Fuite de Carlos Ghosn: deux arrestations aux Etats-Unis

Xavier Trudeau
Mai 20, 2020

Les autorités américaines ont arrêté mercredi un ancien soldat des forces spéciales et un autre homme recherché par le Japon, accusés d'avoir permis l' évasion de l'ancien patron de Nissan, Carlos Ghosn, hors du pays.

Carlos Ghosn a ensuite été récupéré par Okan Kosemen, un employé de l'opérateur MNG Jet qui est toujours écroué en Turquie, pour le vol Istanbul-Beyrouth, où le fugitif a été accueilli à son arrivée par Nicholas Meszaros, un pilote d'avion de nationalité libanaise.

Visé par un mandat international d'Interpol, c'est par voix de communiqué de presse que début 2020, Carlos Goshn avait fait ses premières révélations. Ces derniers sont accusés d'avoir aidé Carlos Ghosn à quitter le Japon. Leur arrestation a été demandée par le procureur en attendant les audiences d'extradition, au motif que Michael Taylor "présente un énorme risque de fuite ". Peter Taylor a été interpellé alors qu'il s'apprêtait à partir pour le Liban, où s'est réfugié l'ancien patron de l'alliance Renault-Nissan-Mitsubishi Motors, et qui n'a pas de traité d'extradition avec le Japon, ont-ils souligné.

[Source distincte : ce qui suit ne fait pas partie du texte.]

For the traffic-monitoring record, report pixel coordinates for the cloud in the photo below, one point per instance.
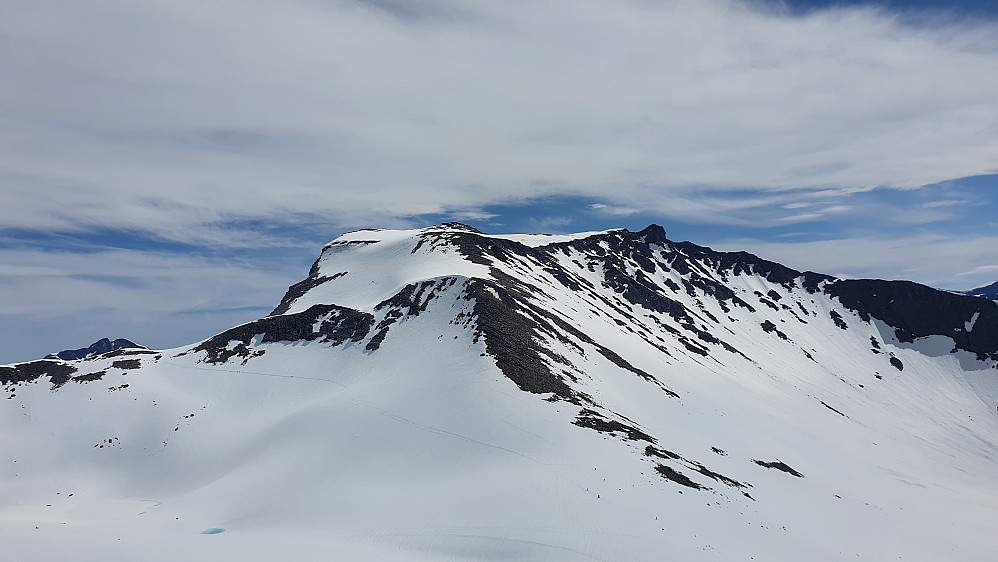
(178, 118)
(984, 269)
(48, 284)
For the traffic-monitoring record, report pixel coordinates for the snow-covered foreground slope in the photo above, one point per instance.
(443, 394)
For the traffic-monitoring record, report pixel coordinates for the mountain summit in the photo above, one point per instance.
(442, 393)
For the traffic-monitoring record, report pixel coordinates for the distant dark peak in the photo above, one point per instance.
(99, 347)
(458, 226)
(654, 234)
(987, 291)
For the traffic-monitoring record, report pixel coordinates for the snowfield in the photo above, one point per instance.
(441, 394)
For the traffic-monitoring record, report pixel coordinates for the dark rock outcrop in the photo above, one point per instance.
(99, 347)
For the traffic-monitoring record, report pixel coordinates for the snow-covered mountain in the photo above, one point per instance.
(99, 347)
(987, 291)
(445, 394)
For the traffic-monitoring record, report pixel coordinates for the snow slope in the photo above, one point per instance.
(443, 394)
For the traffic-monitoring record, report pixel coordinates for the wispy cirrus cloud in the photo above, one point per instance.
(175, 117)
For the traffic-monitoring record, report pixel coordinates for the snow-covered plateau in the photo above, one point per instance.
(442, 394)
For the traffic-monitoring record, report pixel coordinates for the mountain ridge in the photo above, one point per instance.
(642, 368)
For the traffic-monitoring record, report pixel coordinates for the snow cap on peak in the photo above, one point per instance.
(654, 234)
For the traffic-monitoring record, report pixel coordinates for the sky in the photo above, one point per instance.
(169, 167)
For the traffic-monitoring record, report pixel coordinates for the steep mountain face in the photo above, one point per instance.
(445, 394)
(99, 347)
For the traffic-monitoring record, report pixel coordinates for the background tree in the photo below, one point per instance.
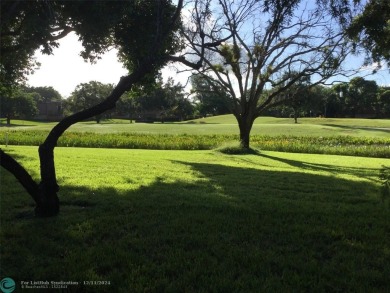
(87, 95)
(142, 51)
(210, 98)
(371, 30)
(297, 95)
(383, 105)
(361, 96)
(46, 93)
(17, 104)
(246, 46)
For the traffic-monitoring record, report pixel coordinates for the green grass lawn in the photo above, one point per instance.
(201, 221)
(226, 124)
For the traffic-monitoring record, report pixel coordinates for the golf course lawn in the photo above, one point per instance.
(201, 221)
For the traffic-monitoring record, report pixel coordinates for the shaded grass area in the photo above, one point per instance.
(338, 145)
(172, 221)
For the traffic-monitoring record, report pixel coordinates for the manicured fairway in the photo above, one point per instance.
(201, 221)
(226, 124)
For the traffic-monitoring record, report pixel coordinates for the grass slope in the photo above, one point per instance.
(200, 221)
(226, 124)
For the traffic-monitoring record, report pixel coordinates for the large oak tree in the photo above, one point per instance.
(100, 25)
(250, 49)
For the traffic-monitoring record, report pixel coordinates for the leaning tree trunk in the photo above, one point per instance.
(45, 193)
(245, 123)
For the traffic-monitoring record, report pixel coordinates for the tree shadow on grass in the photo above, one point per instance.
(365, 128)
(234, 229)
(359, 172)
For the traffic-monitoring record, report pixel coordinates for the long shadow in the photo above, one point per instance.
(366, 128)
(234, 229)
(360, 172)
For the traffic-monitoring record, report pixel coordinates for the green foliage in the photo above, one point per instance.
(87, 95)
(336, 145)
(134, 27)
(371, 29)
(210, 98)
(18, 103)
(157, 101)
(45, 93)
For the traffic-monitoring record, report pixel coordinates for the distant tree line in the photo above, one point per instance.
(356, 98)
(159, 101)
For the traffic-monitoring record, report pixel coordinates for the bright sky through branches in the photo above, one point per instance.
(66, 69)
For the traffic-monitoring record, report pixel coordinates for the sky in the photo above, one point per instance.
(65, 69)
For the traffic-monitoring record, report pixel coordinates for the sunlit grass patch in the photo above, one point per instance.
(202, 221)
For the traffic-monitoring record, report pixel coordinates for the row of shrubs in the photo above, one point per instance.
(338, 145)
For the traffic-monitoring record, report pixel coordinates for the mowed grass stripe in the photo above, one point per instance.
(201, 221)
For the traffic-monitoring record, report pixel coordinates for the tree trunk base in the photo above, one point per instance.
(50, 208)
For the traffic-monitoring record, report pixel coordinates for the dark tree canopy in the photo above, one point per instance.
(250, 48)
(100, 25)
(130, 26)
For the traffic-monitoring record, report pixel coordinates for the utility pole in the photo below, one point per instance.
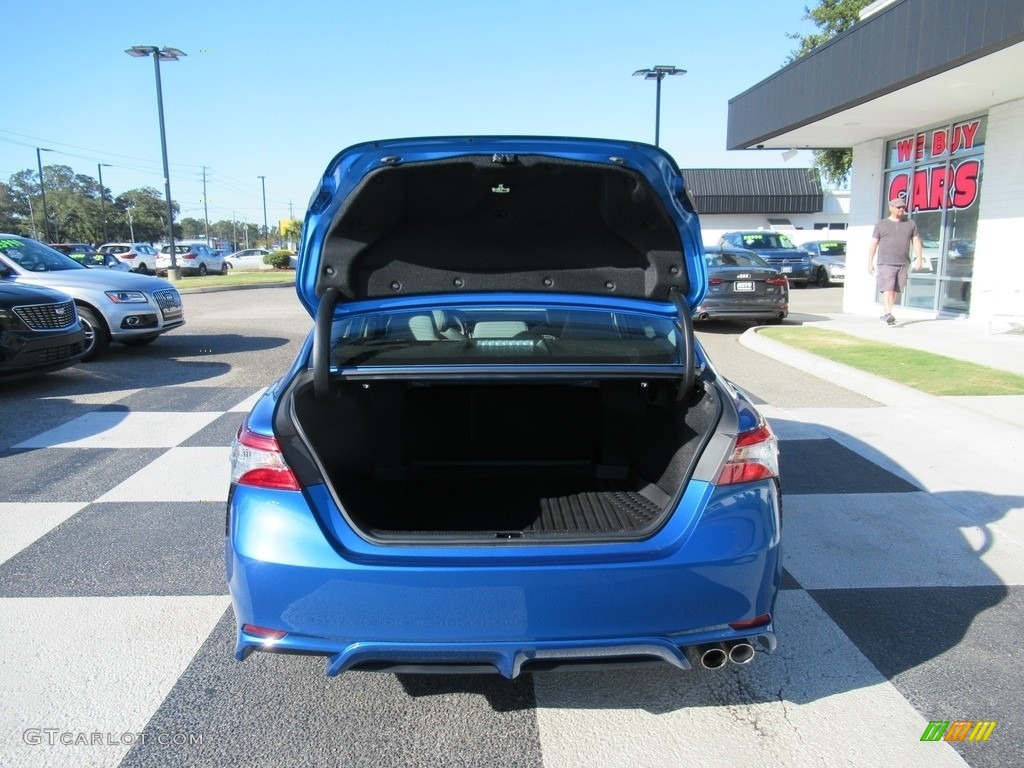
(266, 231)
(658, 74)
(206, 212)
(42, 189)
(102, 196)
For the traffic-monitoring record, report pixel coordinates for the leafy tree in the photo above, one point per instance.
(9, 221)
(141, 215)
(832, 17)
(193, 228)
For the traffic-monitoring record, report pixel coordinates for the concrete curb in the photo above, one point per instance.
(888, 392)
(218, 289)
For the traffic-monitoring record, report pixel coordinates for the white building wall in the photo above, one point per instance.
(997, 291)
(998, 267)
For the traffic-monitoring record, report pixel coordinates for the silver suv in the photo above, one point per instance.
(129, 308)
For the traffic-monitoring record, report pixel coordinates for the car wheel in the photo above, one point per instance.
(139, 342)
(97, 338)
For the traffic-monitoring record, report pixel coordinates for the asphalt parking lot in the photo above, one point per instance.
(899, 603)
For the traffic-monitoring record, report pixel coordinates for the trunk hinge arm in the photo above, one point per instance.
(322, 342)
(686, 321)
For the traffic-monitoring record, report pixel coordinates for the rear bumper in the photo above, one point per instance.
(23, 353)
(508, 609)
(776, 307)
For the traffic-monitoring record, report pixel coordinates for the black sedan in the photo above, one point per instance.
(39, 331)
(741, 285)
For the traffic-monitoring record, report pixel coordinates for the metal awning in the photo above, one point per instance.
(781, 190)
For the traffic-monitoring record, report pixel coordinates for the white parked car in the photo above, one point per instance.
(140, 257)
(827, 260)
(248, 259)
(192, 258)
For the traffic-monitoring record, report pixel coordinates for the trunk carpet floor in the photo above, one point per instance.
(539, 505)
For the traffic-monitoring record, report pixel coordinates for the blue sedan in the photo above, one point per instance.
(501, 448)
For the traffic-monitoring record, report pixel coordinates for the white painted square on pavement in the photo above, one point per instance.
(60, 674)
(247, 404)
(24, 522)
(124, 429)
(182, 474)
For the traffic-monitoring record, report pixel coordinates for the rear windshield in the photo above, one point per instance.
(35, 257)
(483, 335)
(734, 259)
(766, 241)
(833, 249)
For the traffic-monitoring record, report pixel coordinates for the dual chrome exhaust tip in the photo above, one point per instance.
(716, 655)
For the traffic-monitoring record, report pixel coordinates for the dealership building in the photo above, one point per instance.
(930, 95)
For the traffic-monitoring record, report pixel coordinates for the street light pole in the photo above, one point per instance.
(658, 73)
(102, 195)
(166, 54)
(42, 189)
(266, 231)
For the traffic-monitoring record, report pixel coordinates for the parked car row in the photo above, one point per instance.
(190, 258)
(108, 305)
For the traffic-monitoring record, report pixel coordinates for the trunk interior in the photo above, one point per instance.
(505, 460)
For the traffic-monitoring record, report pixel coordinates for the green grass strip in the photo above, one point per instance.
(930, 373)
(237, 279)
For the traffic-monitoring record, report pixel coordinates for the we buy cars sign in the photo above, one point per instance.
(946, 183)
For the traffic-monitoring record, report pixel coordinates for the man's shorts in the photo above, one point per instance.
(892, 276)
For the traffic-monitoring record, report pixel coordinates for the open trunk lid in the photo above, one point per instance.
(484, 214)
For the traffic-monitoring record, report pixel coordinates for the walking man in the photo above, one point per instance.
(891, 241)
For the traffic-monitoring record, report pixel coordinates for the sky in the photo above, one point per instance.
(276, 89)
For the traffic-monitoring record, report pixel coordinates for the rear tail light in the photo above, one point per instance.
(749, 624)
(257, 461)
(754, 458)
(268, 636)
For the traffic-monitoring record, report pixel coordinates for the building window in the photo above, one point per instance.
(938, 171)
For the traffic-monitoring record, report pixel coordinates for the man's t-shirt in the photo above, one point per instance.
(894, 241)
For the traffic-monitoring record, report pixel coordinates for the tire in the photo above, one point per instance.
(139, 342)
(97, 337)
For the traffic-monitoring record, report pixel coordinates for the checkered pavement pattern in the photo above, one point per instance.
(901, 604)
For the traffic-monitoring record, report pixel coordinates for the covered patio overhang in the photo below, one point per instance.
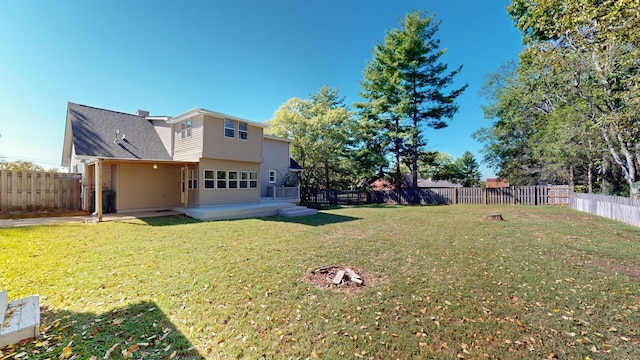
(95, 166)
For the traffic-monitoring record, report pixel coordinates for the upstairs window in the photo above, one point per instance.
(244, 177)
(221, 179)
(185, 129)
(243, 134)
(233, 179)
(229, 128)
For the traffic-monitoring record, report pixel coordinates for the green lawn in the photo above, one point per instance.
(548, 282)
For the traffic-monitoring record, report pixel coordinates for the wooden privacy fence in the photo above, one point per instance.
(521, 195)
(618, 208)
(514, 195)
(35, 191)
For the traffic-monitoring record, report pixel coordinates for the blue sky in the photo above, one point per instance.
(243, 58)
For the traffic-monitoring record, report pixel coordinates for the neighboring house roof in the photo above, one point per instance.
(92, 131)
(428, 183)
(294, 166)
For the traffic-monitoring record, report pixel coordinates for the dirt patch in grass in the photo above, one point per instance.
(323, 278)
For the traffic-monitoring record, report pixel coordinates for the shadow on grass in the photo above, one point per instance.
(312, 220)
(166, 220)
(139, 330)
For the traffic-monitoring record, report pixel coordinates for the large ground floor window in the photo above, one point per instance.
(230, 179)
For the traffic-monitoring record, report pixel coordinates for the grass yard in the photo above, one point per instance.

Vivant depuis des mois à Tokyo, en liberté sous caution, Carlos Ghosn avait, selon la police japonaise, profité d'un certain relâchement de la surveillance de ses faits et gestes pour rejoindre Michael Taylor et George-Antoine Zayek dans un grand hôtel de la capitale japonaise. Il aurait rencontré Carlos Ghosn au moins sept fois pour affiner les détails de son évasion très risquée dont le top départ n'aurait été décidé qu'assez tard dans la séquence. Après avoir quitté l'armée américaine et entraîné les milices chrétiennes des Forces libanaises, il s'était reconverti dans la sécurité privée, et avait participé à diverses opérations clandestines, souvent en coopération avec les autorités américaines. Sa fuite au Liban, ultra-médiatisée, a plongé dans l'embarras les autorités japonaises, qui ont réclamé son retour dans l'archipel pour qu'il y soit jugé pour les faits de malversations financières qui lui sont reprochés et qu'il nie en bloc. Michael Taylor avait dû cesser ses activités après avoir tenté de corrompre un agent du FBI après avoir obtenu illégalement un contrat de sécurité. Cette opération avait eu un retentissement médiatique mondial. Ils doivent comparaître ce mercredi 20 mai devant un juge.